Afghan parents have reasons to fear. The Taliban’s near total denial of education for girls and most education for boys when they were last in power was one of the many egregious human rights abuses cited by the U.S. and its allies when they ousted it in 2001. The new Afghan government and its foreign supporters cited the rehabilitation of its school system as a chief success.

Students and teachers in Herat, Kandahar and Kabul told me how eager they were to study and teach; parents shared how eager they were for their children to learn. “I want my daughters to be something in the future,” a mother sending all five of her daughters to school told me. “I regret not being educated myself.”

But even as educational opportunities opened, Afghanistan remained a country in conflict. Women told me that their hopes were tempered by the sheer lack of schools nearby, corruption, insecurity and targeted attacks.

Still, millions kept attending schools and universities, and women kept teaching. But as Taliban forces advanced in recent years, few among them allowed girls to attend school past puberty; others banned girls’ schools entirely.

The attacks on schools by all sides during Afghanistan’s long armed conflict exemplify tactics that brought countries together to establish the Safe Schools Declaration, a political commitment to protect education in war. Currently, 111 countries, including Afghanistan, have endorsed the declaration.

As reports trickle in of restrictions on girls’ education and women’s ability to work, the international community should help protect the right of all Afghans to education under international law and remind the Taliban of those obligations.

Donors should come up with a plan to provide international assistance, on which Afghanistan’s education system is utterly dependent. They should pressure the Taliban to allow all schools to operate, and to allow girls and women to attend at all levels, without intimidation or threats. Donors should also continue to assist nongovernmental groups that provide crucial supplemental support for education and run schools outside the government system.

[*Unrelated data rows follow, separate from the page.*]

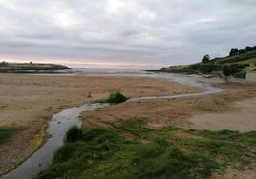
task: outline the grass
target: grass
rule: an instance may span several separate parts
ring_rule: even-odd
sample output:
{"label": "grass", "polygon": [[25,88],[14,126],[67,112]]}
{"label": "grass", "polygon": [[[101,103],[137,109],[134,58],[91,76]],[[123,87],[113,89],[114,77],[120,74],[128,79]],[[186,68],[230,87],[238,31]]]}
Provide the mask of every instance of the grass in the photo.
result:
{"label": "grass", "polygon": [[[133,139],[125,138],[129,133]],[[116,128],[84,129],[65,143],[51,167],[34,178],[210,178],[227,167],[243,169],[256,162],[256,132],[151,129],[143,120]]]}
{"label": "grass", "polygon": [[82,138],[83,131],[80,128],[76,126],[73,126],[68,130],[66,136],[65,136],[65,142],[75,142]]}
{"label": "grass", "polygon": [[117,103],[125,102],[129,98],[124,96],[119,91],[114,91],[114,92],[111,92],[111,94],[109,95],[108,99],[106,99],[104,102],[117,104]]}
{"label": "grass", "polygon": [[0,145],[10,141],[17,129],[11,127],[0,127]]}

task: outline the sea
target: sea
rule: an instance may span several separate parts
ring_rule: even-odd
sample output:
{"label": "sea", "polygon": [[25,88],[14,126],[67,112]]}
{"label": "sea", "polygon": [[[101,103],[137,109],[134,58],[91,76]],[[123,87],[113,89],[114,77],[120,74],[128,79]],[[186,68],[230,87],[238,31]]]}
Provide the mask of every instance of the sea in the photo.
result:
{"label": "sea", "polygon": [[142,75],[151,74],[142,69],[97,69],[97,68],[72,68],[58,70],[64,74],[74,75]]}

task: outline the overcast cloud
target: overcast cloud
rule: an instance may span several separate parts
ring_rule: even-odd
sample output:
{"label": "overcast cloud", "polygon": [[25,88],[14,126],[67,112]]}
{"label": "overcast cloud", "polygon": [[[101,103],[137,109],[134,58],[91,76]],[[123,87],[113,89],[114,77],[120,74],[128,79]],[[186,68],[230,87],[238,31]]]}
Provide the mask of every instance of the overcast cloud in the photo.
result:
{"label": "overcast cloud", "polygon": [[248,45],[255,0],[0,0],[0,60],[155,68]]}

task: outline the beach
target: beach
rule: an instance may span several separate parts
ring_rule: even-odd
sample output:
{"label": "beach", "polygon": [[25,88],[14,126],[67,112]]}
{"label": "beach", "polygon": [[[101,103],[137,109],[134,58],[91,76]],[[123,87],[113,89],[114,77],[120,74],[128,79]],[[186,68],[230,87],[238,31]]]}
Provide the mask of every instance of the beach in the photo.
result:
{"label": "beach", "polygon": [[106,99],[115,90],[128,97],[139,97],[204,90],[145,77],[0,75],[0,126],[19,129],[13,139],[0,148],[0,174],[15,167],[43,144],[48,122],[53,114]]}

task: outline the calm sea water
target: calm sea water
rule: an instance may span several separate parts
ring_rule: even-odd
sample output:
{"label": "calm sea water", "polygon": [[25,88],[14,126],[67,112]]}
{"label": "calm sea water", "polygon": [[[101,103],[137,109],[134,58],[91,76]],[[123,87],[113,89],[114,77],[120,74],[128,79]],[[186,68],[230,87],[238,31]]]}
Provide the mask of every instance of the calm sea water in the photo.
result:
{"label": "calm sea water", "polygon": [[59,72],[67,74],[80,74],[80,75],[117,75],[117,74],[148,74],[144,70],[138,69],[95,69],[95,68],[72,68],[60,70]]}

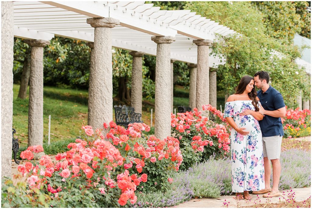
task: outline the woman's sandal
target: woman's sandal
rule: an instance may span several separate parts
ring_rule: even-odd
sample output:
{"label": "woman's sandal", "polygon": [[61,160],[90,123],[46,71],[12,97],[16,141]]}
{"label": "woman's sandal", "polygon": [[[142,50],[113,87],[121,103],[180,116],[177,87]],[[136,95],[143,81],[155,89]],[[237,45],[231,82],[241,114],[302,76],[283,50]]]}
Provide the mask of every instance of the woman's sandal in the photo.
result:
{"label": "woman's sandal", "polygon": [[244,199],[244,196],[242,194],[235,194],[235,196],[233,197],[233,198],[236,200],[243,200]]}
{"label": "woman's sandal", "polygon": [[252,197],[249,194],[246,194],[244,195],[244,198],[245,200],[251,200],[252,199]]}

Second, the international community should impose hard consequences for attacks on education. International accountability for crimes against children overall, and specifically attacks on education, is notoriously weak, especially in times of crisis when other crimes tend to take priority. But this is the time to take action.

The UN Security Council actively monitors attacks on schools and teachers, and the use of schools for military purposes, including in Afghanistan. The Security Council has the authority to refer parties to conflict for sanctions and to the International Criminal Court. It should use that power.

The International Criminal Court’s Office of the Prosecutor has already signalled its intention to investigate attacks on education buildings by all parties in Afghanistan as a war crime and the Taliban’s denial of education to girls as a crime against humanity. These priorities should remain front and centre.

At its upcoming session, the UN Human Rights Council is rightly considering creating an international monitoring and accountability mechanism for Afghanistan. It should address violent attacks on education by any party, military use of education buildings, restrictions on school and university attendance, and the effect of any Taliban policies on education. The Syria Commission of Inquiry’s approach to its mandate offers a useful example: it has addressed these issues in virtually all of its reports.

Third, the international community should live up to its promises to educate Afghan refugees wherever they are. Shamefully, half of all refugee children around the world are out of school.

Sept. 9 is the International Day to Protect Education from Attack. As countries around the world begin their new school years, they should remember Afghanistan’s children. As a girls’ school principal told me in Kandahar: “Education is the backbone of the country. If the backbone is broken, what will be the country’s future?”